My Friend Rick
As the New Year comes closer, I am reminded of an experience with My Friend Rick that taught me that things don’t always unfold the way I think that they should.
Some years ago in connection with my work as the Youth Advocate in town, I was called to the Town Clerk’s Office to “meet” a young man who obviously, in addition to being chronically homeless, was also suffering from some form of mental illness. It seems he had migrated from the nearby small city of New Bedford to Dartmouth, and had been seen going through people’s trash and sleeping in their sheds behind their dwellings. Apparently some of the “out-buildings” in our town, in addition to keeping out wind and rain, are also warmer then the outside elements and this young homeless person was making full use of that fact.

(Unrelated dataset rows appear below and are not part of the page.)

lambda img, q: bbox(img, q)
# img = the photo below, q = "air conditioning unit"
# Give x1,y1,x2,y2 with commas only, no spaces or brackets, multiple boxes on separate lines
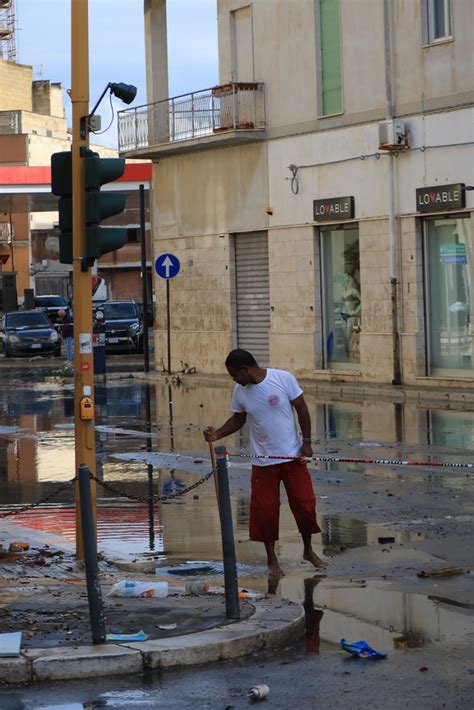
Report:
378,119,409,150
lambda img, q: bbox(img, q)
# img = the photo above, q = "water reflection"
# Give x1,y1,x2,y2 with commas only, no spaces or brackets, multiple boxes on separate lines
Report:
0,375,473,557
1,373,473,647
263,574,472,649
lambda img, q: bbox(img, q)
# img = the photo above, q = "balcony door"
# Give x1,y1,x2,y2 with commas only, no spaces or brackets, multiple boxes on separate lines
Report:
230,5,254,81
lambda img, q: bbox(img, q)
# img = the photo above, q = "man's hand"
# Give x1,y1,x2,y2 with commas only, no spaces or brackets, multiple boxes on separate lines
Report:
300,441,313,458
203,426,219,442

I invited him to my office where we talked about this and that, and how I could best help him find more suitable places to sleep. Turns out that Rick was 28 years old and has been on the streets on and off since he was 18. I contacted his family, who under no uncertain terms let me know that “Rick” could not go there or to any other relative’s house for that matter. Rick was not surprised, either. Turns out that Rick has stayed at the shelter on numerous occasions in the past until he moved to the ‘burbs’ in Dartmouth a few months ago. After I bought Rick lunch, and a new jacket, he expressed a willingness to sleep at the shelter downtown. I drove him there in time to sign in and get a bed for the night. The shelter volunteer informed me that Rick was indeed well-known to them and efforts to get him off the street had not yet proved successful.
Months later he returned to my office in Town Hall saying that he was just walking by and decided to stop in. Since our building is barely two miles from downtown, and knowing how far Rick and other homeless folks walk in a day, it was likely he did walk all the way here, though I suspected he intentionally stopped in on purpose.

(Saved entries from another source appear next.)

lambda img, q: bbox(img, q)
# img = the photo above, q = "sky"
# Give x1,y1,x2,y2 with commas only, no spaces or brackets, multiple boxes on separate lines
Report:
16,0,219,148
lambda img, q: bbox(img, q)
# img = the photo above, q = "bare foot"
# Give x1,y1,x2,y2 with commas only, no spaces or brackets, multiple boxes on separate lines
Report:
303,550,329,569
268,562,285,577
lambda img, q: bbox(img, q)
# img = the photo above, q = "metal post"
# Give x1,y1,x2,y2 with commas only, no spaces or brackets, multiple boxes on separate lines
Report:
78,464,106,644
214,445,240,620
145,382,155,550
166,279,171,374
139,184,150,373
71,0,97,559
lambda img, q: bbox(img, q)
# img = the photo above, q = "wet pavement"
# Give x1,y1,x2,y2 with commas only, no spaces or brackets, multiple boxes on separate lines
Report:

This time Rick was carrying a cut-down cardboard box with several items of clothing and personal items inside it. He also walked in an awkward way with the box directly in front of him and not tucked under his arm the way most people would carry such an item. As luck would have it, a town resident had stopped by weeks earlier and gave me a brand new L.L. Bean backpack, thinking I would find a suitable home for it with a needy teenager, etc. Seeing Rick’s tattered cardboard box with his possessions in plain sight, I offered the backpack to him. He jammed everything, clothes and cardboard box included, into the expandable backpack, swung it over his shoulder and said he had to go.
About a month later I ran into Rick walking downtown. To my surprise, he was walking with the same old cardboard box directly under his chin, this time with the backpack I gave him in the box. When I asked him why he wasn’t wearing it on his back, he told me that he couldn’t see it back there and was afraid that someone would try to steal his stuff. I couldn’t convince him that his possessions would be safe in the pack. But he was quick to say that he liked the backpack very much before heading on his way.
And all this time I thought I had done a small but good deed for this troubled soul, when it seems like all I did was give him something else to carry.